I hit upon the idea of spending some time discussing with students what the very act of writing, then publishing, material in the past was like. Most everyone today composes on the computer, in air-conditioned rooms, on more or less comfortable chairs, with plenty of artificial light. Typesetting and printing, for those manuscripts that find their way into print, is done by people working in similar circumstances, most often without the need--unless the method is deliberately chosen--for physical typesetting and the pressing of letters into paper.
But--to pick the example of the first author the students will be reading next term--Thomas Hobbes would have had to write his manuscript out by hand, with pens that had to be dipped, on expensive paper, in rooms without the benefit of temperature controls, on wooden furniture, under bad light . . . you get the idea. Things obviously would be even more unlike today's writers' lairs the farther back in history you go.

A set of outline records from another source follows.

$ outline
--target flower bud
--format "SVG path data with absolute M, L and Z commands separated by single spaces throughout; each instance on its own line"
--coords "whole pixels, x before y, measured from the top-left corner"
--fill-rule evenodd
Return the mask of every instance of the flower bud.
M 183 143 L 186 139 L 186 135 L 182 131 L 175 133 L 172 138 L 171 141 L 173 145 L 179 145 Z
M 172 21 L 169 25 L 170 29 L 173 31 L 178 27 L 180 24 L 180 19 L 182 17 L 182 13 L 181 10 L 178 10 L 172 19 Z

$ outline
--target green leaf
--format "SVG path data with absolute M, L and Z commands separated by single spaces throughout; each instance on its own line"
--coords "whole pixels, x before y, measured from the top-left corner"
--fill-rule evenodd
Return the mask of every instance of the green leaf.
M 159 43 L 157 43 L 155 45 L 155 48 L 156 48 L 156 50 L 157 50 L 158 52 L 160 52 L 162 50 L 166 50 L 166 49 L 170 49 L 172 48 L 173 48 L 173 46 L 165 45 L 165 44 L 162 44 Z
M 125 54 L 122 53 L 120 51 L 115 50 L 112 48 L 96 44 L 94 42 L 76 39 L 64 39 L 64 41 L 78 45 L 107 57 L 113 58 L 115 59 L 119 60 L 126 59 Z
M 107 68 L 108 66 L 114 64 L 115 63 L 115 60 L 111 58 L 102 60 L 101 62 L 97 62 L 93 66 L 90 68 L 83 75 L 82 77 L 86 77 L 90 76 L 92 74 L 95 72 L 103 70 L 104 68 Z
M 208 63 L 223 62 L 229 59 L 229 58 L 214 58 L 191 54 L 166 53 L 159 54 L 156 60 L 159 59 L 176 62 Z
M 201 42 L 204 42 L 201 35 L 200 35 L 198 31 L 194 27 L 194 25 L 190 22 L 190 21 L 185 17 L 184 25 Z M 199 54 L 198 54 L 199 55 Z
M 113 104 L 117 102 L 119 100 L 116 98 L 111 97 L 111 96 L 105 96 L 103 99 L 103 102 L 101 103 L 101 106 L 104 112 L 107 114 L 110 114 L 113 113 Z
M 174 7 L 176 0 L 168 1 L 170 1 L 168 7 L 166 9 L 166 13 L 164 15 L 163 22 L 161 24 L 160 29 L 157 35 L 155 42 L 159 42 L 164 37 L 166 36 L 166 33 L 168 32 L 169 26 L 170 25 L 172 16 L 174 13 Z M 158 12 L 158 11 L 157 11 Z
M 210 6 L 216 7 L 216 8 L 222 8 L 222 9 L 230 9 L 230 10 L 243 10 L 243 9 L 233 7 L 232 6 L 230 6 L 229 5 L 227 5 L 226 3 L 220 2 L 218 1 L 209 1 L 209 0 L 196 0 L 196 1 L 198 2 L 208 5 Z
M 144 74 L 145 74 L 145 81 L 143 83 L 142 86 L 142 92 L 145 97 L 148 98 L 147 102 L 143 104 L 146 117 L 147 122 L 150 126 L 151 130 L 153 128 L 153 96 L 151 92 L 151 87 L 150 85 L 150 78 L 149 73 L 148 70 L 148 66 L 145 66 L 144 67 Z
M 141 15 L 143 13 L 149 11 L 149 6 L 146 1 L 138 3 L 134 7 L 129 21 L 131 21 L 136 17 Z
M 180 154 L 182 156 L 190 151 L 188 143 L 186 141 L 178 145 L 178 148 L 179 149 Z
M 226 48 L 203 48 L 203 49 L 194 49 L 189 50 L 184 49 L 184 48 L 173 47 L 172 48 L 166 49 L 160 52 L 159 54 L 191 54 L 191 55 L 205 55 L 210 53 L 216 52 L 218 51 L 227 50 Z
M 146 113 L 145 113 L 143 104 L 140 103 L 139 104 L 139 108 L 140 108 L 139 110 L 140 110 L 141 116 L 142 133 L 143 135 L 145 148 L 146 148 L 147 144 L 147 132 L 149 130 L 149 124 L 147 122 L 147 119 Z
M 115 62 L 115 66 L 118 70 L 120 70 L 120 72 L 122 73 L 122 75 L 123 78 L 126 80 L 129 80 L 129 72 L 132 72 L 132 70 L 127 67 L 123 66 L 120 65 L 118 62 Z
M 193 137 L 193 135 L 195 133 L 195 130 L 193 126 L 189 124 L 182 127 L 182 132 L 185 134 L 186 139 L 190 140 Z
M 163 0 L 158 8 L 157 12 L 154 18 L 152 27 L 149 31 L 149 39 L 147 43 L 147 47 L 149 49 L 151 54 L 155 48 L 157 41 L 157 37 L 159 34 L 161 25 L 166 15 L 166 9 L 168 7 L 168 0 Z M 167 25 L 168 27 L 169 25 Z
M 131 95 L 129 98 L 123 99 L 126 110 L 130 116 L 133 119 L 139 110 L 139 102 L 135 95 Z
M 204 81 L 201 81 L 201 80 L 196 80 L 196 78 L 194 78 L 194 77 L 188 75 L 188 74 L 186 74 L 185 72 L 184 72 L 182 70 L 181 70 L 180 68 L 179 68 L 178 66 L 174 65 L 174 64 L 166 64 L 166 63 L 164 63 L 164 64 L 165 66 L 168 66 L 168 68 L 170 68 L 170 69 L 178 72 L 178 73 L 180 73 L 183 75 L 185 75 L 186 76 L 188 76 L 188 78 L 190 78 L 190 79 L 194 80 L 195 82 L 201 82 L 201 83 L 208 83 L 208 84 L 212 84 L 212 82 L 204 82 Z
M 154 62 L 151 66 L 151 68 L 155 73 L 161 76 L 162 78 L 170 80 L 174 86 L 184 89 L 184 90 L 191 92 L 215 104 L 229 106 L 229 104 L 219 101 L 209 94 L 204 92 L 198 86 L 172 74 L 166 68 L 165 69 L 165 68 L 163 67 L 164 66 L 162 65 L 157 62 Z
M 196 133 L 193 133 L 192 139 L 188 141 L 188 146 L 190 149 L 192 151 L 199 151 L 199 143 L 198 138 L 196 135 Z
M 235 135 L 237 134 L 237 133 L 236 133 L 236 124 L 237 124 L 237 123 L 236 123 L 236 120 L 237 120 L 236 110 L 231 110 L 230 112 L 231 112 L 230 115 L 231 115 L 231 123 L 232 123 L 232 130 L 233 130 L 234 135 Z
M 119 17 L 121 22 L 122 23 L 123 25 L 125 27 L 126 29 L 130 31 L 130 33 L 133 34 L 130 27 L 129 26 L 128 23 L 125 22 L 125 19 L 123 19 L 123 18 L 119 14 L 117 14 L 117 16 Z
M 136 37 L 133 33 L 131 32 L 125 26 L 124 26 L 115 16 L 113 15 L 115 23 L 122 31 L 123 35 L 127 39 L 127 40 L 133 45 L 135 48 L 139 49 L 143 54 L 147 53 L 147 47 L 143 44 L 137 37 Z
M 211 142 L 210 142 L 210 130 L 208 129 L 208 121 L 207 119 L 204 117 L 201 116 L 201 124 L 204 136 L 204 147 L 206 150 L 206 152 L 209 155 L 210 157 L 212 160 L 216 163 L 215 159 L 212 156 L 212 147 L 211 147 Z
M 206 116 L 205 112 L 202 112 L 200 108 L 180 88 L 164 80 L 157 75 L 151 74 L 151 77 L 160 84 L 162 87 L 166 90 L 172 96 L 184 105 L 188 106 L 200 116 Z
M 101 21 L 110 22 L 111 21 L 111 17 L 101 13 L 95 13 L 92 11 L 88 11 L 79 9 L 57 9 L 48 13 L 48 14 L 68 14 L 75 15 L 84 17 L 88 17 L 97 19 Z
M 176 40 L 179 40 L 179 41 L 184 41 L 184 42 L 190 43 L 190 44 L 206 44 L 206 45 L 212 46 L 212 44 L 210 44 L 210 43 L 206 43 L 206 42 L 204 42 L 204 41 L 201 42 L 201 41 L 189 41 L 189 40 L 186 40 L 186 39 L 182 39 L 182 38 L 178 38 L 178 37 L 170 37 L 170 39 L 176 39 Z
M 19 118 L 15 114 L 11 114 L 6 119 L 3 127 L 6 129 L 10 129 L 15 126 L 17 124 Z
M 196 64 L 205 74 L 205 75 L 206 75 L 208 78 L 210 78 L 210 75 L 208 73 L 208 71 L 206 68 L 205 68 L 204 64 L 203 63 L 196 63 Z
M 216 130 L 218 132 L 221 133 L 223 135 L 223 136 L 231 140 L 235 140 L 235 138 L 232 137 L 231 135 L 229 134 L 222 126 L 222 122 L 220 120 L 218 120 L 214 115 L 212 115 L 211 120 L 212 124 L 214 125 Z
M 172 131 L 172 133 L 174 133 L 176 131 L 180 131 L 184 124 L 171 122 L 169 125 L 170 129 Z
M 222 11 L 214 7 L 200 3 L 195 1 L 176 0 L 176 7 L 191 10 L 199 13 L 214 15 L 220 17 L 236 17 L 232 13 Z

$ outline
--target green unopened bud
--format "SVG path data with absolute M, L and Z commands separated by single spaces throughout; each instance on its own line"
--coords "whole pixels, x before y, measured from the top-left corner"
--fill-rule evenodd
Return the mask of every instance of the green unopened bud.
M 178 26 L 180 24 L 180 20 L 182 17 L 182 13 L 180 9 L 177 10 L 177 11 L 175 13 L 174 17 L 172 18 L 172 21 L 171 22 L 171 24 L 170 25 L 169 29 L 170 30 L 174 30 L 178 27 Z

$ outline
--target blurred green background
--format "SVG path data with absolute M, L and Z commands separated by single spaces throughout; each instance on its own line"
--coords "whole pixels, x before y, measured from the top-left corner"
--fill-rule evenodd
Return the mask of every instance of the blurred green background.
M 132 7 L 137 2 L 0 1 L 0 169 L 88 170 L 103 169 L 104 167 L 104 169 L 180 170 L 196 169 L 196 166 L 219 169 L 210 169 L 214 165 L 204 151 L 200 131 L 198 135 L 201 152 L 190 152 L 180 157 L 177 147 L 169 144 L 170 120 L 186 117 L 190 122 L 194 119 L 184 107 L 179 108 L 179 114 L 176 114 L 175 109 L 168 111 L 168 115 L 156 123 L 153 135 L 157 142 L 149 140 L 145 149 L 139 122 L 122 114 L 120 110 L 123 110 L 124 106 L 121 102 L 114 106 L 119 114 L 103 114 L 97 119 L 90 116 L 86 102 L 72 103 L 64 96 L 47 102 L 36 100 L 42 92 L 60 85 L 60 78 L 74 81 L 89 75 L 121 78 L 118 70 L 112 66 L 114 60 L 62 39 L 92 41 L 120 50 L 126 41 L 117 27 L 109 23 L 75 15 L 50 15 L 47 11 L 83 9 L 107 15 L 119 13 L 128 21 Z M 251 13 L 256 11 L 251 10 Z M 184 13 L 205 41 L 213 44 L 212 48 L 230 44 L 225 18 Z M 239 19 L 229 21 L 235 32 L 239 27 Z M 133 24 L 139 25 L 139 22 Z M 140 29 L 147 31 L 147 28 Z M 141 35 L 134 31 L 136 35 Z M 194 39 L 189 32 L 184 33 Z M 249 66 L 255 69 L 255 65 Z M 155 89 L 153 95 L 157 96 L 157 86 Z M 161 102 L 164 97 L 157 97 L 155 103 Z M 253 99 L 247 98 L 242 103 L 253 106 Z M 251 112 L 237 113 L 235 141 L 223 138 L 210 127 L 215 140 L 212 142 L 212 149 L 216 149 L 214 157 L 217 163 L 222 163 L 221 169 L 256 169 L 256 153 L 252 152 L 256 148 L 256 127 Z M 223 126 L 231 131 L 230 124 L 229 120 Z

Under those circumstances, it seems like you would take writing--and books and printing--very seriously, because you invest so much in the act, certainly more than the Ann Coulters and Michael Moores of today do in what appears in print under their names.
So, the combination of something really important to say and conditions that require a lot of investment in saying it would mean we could assume that even in very long manuscripts everything on paper is there for a reason. Authors would spend a long time thinking and talking about what they had to say in advance, they would gather their evidence and craft their arguments carefully, and they would make every word tell. Printers, for their part, would not take on jobs lightly.
This in turn demands (the punchline would go) that we read what they wrote differently than we would read the Coulters and Moores of today. Differently, even, than we might read the Strausses, the Arendts, the Rawlses, the Nozicks, the Blooms, and the Habermases of today. Not because the older authors are "better" or "got it right," and not because many later authors are not also worth struggling with, but because the acts and circumstances of writing and publishing in the past produced prose meant to be read in different ways.
Setting my windmills and tilting aside, of course I have only my general sense of social and technological history upon which to draw to make this case. The above may be no better than a caricature of how things really were, and I don't want to do my students the disservice of blustering through some harebrained tale that reads like the five feet of snow our grandparents walked through every day to get to school (even in summer, and uphill both ways!).
Here's where I hoped Typophiliacs might help me out. Are there good books on the history of the physical act and circumstances of writing and publishing relevant to the story I want to tell that I could consult to extend and/or correct it? Anything to suggest I'm on the right track or completely full of it? Thanks for whatever you can recommend.

































29.Jan.2005 3.23pm
Last year, I picked up a light trade paperback, John Man's The Gutenberg Revolution: The story of a genius and an invention that changed the world.
Like most Gutenberg scholarship, Man's book seems to to based heavily on speculation, as very little detail is known about the facts of Gutenberg's life. Man makes both speculations of his own, and summarizes the speculations of others he seems to agree with. A good attempt is made throughout the book at trying to get an angle on Gutenberg's business operations; how much money he had, where he got it, depts, court cases and other civil & legal records, etc. One can easily imagine how things could have gone the other way for Gutenberg, changing the course of history (at least a little bit
29.Jan.2005 6.16pm
Maurice, another note to make to your students about Thomas Hobbes is that most of the early editions of Leviathan were published outside of Britain, because the book was banned in Britain within a few years of its publication. Because it was difficult for Hobbes to control the publishing on the continent, a number of pirate editions also appeared (for instance, the bookshop I used to work at had one in the Netherlands in the 1670s). So you have a good example here of the impact of political censorship on the life of a book.
31.Jan.2005 10.57pm
Maurice
I was quite impressed with your argument, without having to resort to outside reference. Don't worry about the five feet of snow. Couldn't have been more than two feet.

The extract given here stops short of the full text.